Is bcachefs more-or-less ready for some use cases now? Does it still support caching layers like bcache did?

  • It's quite usable, but of course, do not trust it with your unique unbacked-up data yet. I use it as a main FS for a desktop workstation and I'm pretty happy with it. Waiting impatiently for EC to be implemented for efficient pooling of multiple devices.

    Regarding caching: "Bcachefs allows you to specify disks (or groups thereof) to be used for three categories of I/O: foreground, background, and promote. Foreground devices accept writes, whose data is copied to background devices asynchronously, and the hot subset of which is copied to the promote devices for performance."

  • To my knowledge, caching layers are supported but require some setup and don't have much documentation to setup rn.

    If all you need is a simple root FS that is CoW and checksummed, bcachefs works pretty good, in my experience. I've been using it productively as a root and home FS for about two years or so.

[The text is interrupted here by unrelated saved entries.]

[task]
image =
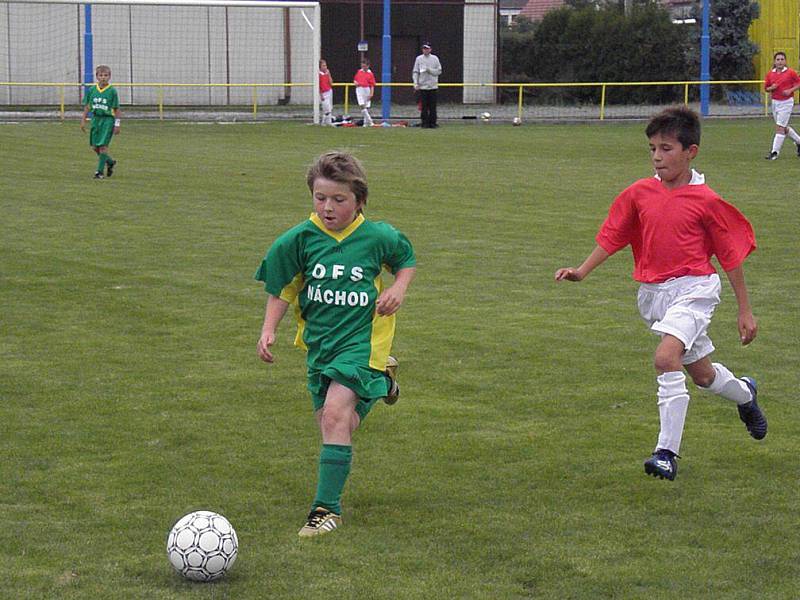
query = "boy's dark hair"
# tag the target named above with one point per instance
(340, 167)
(678, 121)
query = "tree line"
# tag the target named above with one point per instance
(607, 41)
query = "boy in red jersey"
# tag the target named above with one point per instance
(782, 82)
(674, 223)
(326, 92)
(365, 88)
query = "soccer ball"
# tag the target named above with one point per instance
(202, 546)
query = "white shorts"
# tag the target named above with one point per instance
(326, 99)
(782, 111)
(362, 95)
(682, 307)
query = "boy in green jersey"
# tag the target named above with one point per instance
(329, 269)
(103, 102)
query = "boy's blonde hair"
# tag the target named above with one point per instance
(340, 167)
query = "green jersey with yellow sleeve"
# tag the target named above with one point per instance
(333, 280)
(101, 101)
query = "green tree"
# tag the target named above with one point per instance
(731, 52)
(599, 43)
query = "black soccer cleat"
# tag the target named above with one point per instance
(751, 414)
(662, 464)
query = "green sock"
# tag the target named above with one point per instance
(334, 467)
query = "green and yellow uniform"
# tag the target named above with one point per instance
(102, 102)
(333, 280)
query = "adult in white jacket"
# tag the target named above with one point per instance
(425, 75)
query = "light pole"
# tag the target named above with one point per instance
(705, 59)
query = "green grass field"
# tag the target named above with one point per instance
(512, 466)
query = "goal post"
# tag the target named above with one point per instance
(220, 55)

Many of the advanced features aren't implemented yet though, like compression, encryption, snapshots, RAID5/6....

  • Compression and encryption have been implemented, but not snapshots and RAID5/6.

  • why would you want to embed raid5/6 in the filesystem layer? Linux has battle-tested mdraid for this, I'm not going to trust a new filesystem's own implementation over it.

    Same for encryption, there are already existing crypto layers both on the block and filesystem (as an overlay) level.

    • Because the FS can be deeply integrated with the RAID implementation. With a normal RAID, if the data at some address is different between the two disks, there's no way for the fs to tell which is correct, because the RAID code essentially just picks one, it can't even see the other. With ZFS for example, there is a checksum stored with the data, so when you read, zfs will check the data on both and pick the correct one. It will also overwrite the incorrect version with the correct one, and log the error. It's the same kind of story with encryption, if its built in you can do things like incremental backups of an encrypted drive, without ever decrypting it on the target.

      15 replies →

    • why would you want to embed raid5/6 in the filesystem layer?

      There are valid reasons, most having to do with filesystem usage and optimization. Off the top of my head:

      - more efficient re-syncs after failure (don't need to re-sync every block, only the blocks that were in use on the failed disk)

      - can reconstruct data not only on disk self-reporting, but also on filesystem metadata errors (CRC errors, inconsistent dentries)

      - different RAID profiles for different parts of the filesystem (think: parity raid for large files, raid10 for database files, no raid for tmp, N raid1 copies for filesystem metadata)

      and for filesystem encryption:

      - CBC ciphers have a common weakness: the block size is constant. If you use FS-object encryption instead of whole-FS encryption, the block size, offset and even the encryption keys can be varied across the disk.

    • I think to even call volume management a "layer" as though traditional storage was designed from first principles, is a mistake.

      Volume management is a just a hack. We had all of these single-disk filesystems, but single disks were too small. So volume management was invented to present the illusion (in other words, lie) that they were still on single disks.

      If you replace "disk" with "DIMM", it's immediately obvious that volume management is ridiculous. When you add a DIMM to a machine, it just works. There's no volume management for DIMMs.

      2 replies →

    • > why would you want to embed raid5/6 in the filesystem layer?

      One of the creators of ZFS, Jess Bonwick, explained it in 2007:

      > While designing ZFS we observed that the standard layering of the storage stack induces a surprising amount of unnecessary complexity and duplicated logic. We found that by refactoring the problem a bit -- that is, changing where the boundaries are between layers -- we could make the whole thing much simpler.

      * https://blogs.oracle.com/bonwick/rampant-layering-violation

    • It's not about ZFS. It's about CoW filesystems in general; since they offer functionalities beyond the FS layer, they are both filesystems and logical volume managers.

Honestly just use ZFS. We've wasted enough effort over obscure licensing minutia.

  • > We've wasted enough effort over obscure licensing minutia.

    Which was precisely Sun/Oracle's goal when they released ZFS under the purposefully GPL incompatible CDDL. Sun was hoping to make OpenSolaris the next Linux whilst ensuring that no code from OpenSolaris could be moved back to linux. I can't think of another plausible reason why they would write a new open source license for their open source operating system and making such a license incompatible with the GPL.

  • I don't think something that is the subject of an ongoing multi-billion-dollar lawsuit can rightly be called "obscure licensing minutia." It is high-profile and its actual effects have proven pretty significant.

  • > Honestly just use ZFS. We've wasted enough effort over obscure licensing minutia.

    I am willing to bet that Google had the same thought. And I am also willing to bet that Google is regretting that thought now.